As someone who has a pre existing knee injury I find I have to play in a more upright position and use my arm a lot more in my shots rather than my legs. Although this is not the correct technique I have had to adapt my play style to suit my needs. This has allowed me to continue playing and enjoying the sport. I find that stretching and participating in light exercise daily has helped reduce the amount of knee pain I have while playing.


Table tennis is a sport that demands agility, skill, and finesse. By understanding common injuries and implementing effective prevention strategies, players can enjoy the sport to the fullest while minimizing the risk of injury. Prioritizing proper technique, equipment, and physical conditioning is essential in ensuring long-term enjoyment of this exciting sport.
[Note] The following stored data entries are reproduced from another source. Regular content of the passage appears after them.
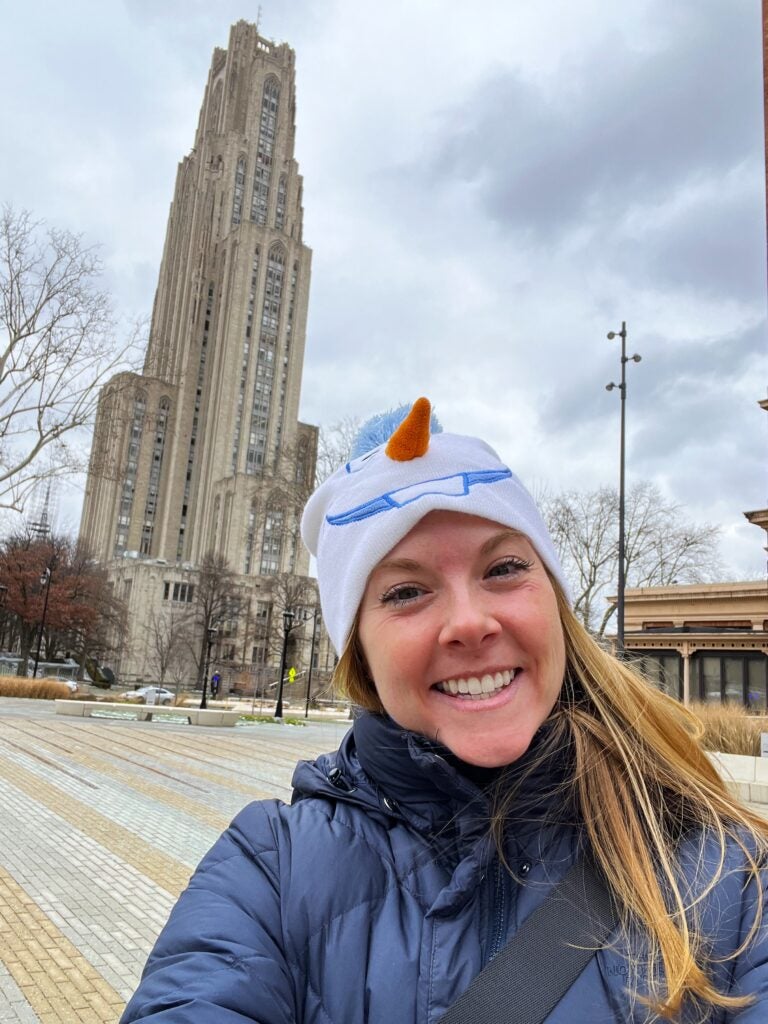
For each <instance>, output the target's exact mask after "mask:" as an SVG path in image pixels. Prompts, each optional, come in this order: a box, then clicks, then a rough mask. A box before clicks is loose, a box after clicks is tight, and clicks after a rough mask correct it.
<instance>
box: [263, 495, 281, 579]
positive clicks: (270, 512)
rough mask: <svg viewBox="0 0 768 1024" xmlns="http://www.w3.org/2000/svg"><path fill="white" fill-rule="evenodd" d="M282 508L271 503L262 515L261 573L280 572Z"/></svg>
mask: <svg viewBox="0 0 768 1024" xmlns="http://www.w3.org/2000/svg"><path fill="white" fill-rule="evenodd" d="M283 524H284V516H283V510H282V509H281V508H279V507H278V506H276V505H271V506H270V507H269V508H268V509H267V512H266V515H265V516H264V534H263V536H262V539H261V566H260V572H261V575H275V574H276V573H278V572H280V560H281V555H282V553H283Z"/></svg>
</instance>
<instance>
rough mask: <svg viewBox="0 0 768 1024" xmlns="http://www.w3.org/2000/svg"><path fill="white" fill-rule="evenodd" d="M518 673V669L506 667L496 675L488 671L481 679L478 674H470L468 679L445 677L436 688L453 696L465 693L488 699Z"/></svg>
mask: <svg viewBox="0 0 768 1024" xmlns="http://www.w3.org/2000/svg"><path fill="white" fill-rule="evenodd" d="M516 675H517V669H505V670H504V672H497V673H496V674H495V675H493V676H492V675H490V673H489V672H488V673H486V674H485V675H484V676H481V677H480V678H479V679H478V678H477V676H470V677H469V678H468V679H445V680H444V681H443V682H441V683H437V684H436V686H435V689H438V690H441V691H442V692H443V693H450V694H452V696H458V695H459V694H463V695H465V696H470V697H473V698H476V699H479V700H487V698H488V697H490V696H493V695H494V694H495V693H498V692H499V690H501V689H503V688H504V687H505V686H509V684H510V683H511V682H512V680H513V679H514V678H515V676H516Z"/></svg>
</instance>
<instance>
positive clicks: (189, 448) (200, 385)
mask: <svg viewBox="0 0 768 1024" xmlns="http://www.w3.org/2000/svg"><path fill="white" fill-rule="evenodd" d="M214 293H215V290H214V286H213V283H211V284H210V285H209V286H208V297H207V299H206V316H205V321H204V322H203V337H202V339H201V343H200V362H199V364H198V383H197V388H196V389H195V415H194V417H193V428H191V432H190V434H189V447H188V449H187V453H186V476H185V478H184V499H183V502H182V505H181V519H180V521H179V527H178V541H177V543H176V558H179V559H180V558H183V555H184V534H185V532H186V517H187V511H188V508H189V495H190V494H191V478H193V470H194V468H195V452H196V449H197V443H198V430H199V428H200V411H201V408H202V406H203V389H204V387H205V381H206V355H207V353H208V342H209V339H210V337H211V332H212V330H213V312H214V309H213V304H214V303H213V299H214Z"/></svg>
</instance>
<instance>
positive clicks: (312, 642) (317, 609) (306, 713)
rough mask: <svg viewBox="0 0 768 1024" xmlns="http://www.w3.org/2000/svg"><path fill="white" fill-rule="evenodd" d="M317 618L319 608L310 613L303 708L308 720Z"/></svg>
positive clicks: (318, 615)
mask: <svg viewBox="0 0 768 1024" xmlns="http://www.w3.org/2000/svg"><path fill="white" fill-rule="evenodd" d="M318 617H319V608H315V609H314V611H313V612H312V642H311V644H310V645H309V669H308V671H307V676H306V705H305V706H304V718H309V690H310V687H311V685H312V664H313V662H314V641H315V639H316V637H317V618H318Z"/></svg>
4 thoughts on “Common Injuries in Table Tennis and Prevention Strategies

  1. Great article! I’ve definitely experienced some wrist pain in the past from playing too intensely. The tip about using a lighter racket is something I’ll try next time. Thanks for sharing this informative post! I’m new to table tennis and was a bit worried about potential injuries. These prevention tips are really helpful, especially about proper warm-up and cool-down. I’ll definitely be mindful of these as I practice!

    1. Thank you for your comment. It is always great to hear about new players! If you are struggling with wrist pain while playing you could try not gripping your bat too hard. Keeping a relaxed grip may help going forwards. You can read more about how to grip your bat here

      Also, make sure to include stretching exercises tailored to your wrists while warming up and cooling down if these are a problematic area for you.

  2. Hello Ebony, 

    Thank you for providing a comprehensive overview of the potential injuries table tennis players might encounter and offers practical prevention strategies. It is crucial for athletes to be aware of these risks and take proactive measures to stay injury-free. 

    I particularly appreciate the emphasis on proper warm-up and cool-down routines, as well as the importance of seeking professional coaching to refine technique. The inclusion of tips for players with pre-existing injuries is also valuable, highlighting that with the right approach, individuals can still enjoy the sport safely. 

    1. Thank you for your comment. As someone who plays with an injury, including a warm-up and cool down and highly important!